Я хотел вам рассказать, как делать куличи, но у меня получилось что-то больше похожее на жеваную жвачку, как если бы я пожевал, пока она не потеряет вкус, а потом вытащил ее изо рта и протянул вам, дружелюбно спрашивая: «Хочешь?». Хочешь пожевать? Это «Бомбибом», с дыней. Еще немного есть вкус, надувается очень хорошо. Хочешь? А что такое «ГДР»? И что вы там будете делать? Я смотрел на моего приятеля Сашу, отделявшегося от прозрачности серой курточкой и краснощеким лицом. И что вы будете делать там, жить? А что такое «вид на жительство»?

;Я стучал совочком по донцу ведерка с песком, из-под которого должен был вот-вот появиться совершенный кулич, и слушал, как Саша говорил: «ГДР», «мама», «жить», «мороженое», «чемодан», «переезжаем». Он складывал свои красные губы вокруг черного отверстия, из которого выходил звук, слегка шевелил ими, как бы жуя, слегка надавливал языком, и у него получались слова. Я слушал его и тоже шевелил губами, и у меня тоже получалось, как у него, по Bundesstra;e летел мощный поток свежего прозрачного воздуха, от станции S-Bahn Tiergarten, куда садилось расплавленное солнце, растягивалась длинная коса слипшихся друг с другом машин и автобусов, шлемов, плеч и причесок, позолоченных закатными лучами. «Ш-ш-ш пост президента», — говорил колеблющийся мужчина в телевизоре. Масло на сковороде шипело и дымилось, ложка звякала о тарелку, солнце отражалось в полуоткрытом окошке кухни на втором этаже.

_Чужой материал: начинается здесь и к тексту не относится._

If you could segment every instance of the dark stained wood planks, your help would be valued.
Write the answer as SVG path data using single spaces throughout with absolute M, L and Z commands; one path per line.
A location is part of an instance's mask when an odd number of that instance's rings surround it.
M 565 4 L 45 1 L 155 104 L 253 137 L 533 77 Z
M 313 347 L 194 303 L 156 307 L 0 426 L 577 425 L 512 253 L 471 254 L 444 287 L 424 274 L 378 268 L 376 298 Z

«Саша, ужинать!» — раздавался голос Сашиной мамы, ее слова выплывали из окна, вливались в наполнявшую двор прозрачность и текли, смешиваясь с шуршанием шин, лаем собаки, мужским матом, другими женскими голосами, обращавшимися к другим детям, пока они не достигали наших ушей. Я снимал ведерко с получившегося совершенным кулича и поворачивался к Саше, который выходил из песочницы, унося свои игрушки. «Подари мне гоночную машинку! — просил я. — Я же тебе жвачку дал пожевать». «Только поиграть, — отвечал он с легкой нерешительностью, протягивая мне пластиковую “Формулу-1” с металлическим корпусом и кабиной, в которой был виден пилот. — Завтра принеси в садик». «Принесу», — обещал я. «Хорошо», — отвечал Саша. Его губы и язык снова делали смешное движение, собирая шипящие и хрюкающие звуки вокруг неподвижной дырки «о» и производя слово, похожее на кулич.

Берлин наполнялся золотым светом, сплавлявшим машины, дома, купол Бундестага и людей на лужайке в одну неподвижную массу, которая застывала по мере того, как золотой превращался в оранжевый, затем в красно-коричневый и затем в иссиня-черный. Ее совершенная форма читалась в ночном пейзаже, усыпанном огнями окошек, угловатых фар и табличек с именами на дверях подъездов, после чего рассыпалась на тысячи мелких частичек, проваливавшихся в черные щели, из которых каждый день появлялись новые загадочные цвета.